Relatedness is important because it’s the idea that others have the opportunity for growth when we relate to them.

In short, it’s the idea that we’re all in it together, whether we choose to be or not.

Relatedness says that we experience challenges with each another and those challenges help us to move beyond our current state. It’s easier to have respect and dignity for all when we’re alone, harder when we have to respect and dignify others by looking them in the eyes. Put differently, are you really stealing a cookie from the cookie jar if nobody else is around to notice and point out the cookie theft?

To what extent is your life determined by your relatedness to others? When you think of the most joyous and most sad moments of your life, were those memories formed in the context of relatedness?

Do you make your easiest and most difficult moral and ethical decisions in the context of your relatedness to others?

Is your spiritual growth determined and guided by your relatedness to others and theirs to you?

Indeed, is your identity, the person you know yourself to be, the person you call yourself, the definitions and labels you apply to yourself, independent of others? Or have you formed those ideas in relatedness?

We write living covenants that cultivate our relatedness with deliberate intent. We are constantly figuring out how to navigate this nebulous place where our individual selves begin and end with others.

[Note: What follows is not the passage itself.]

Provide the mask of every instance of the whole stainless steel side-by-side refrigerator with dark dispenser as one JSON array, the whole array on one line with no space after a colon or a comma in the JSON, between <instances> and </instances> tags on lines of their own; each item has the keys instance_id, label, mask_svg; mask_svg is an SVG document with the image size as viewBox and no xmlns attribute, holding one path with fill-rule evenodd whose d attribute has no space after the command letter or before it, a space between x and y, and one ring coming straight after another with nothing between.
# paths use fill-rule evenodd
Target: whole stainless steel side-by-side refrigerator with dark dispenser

Pablo Neruda had relatedness figured out in love: where neither existed as “I” nor “you” but as a single being. A seamless existence between two people, so much so that as one falls asleep, the other closes their eyes. As you read this, consider with fresh eyes the relatedness between you and your lover. Consider the relatedness you have with your children, your best friends, your parents. Where do you end and they begin? Could the line move? Could the line fade away until there is no more “you” and “them” but we are all one?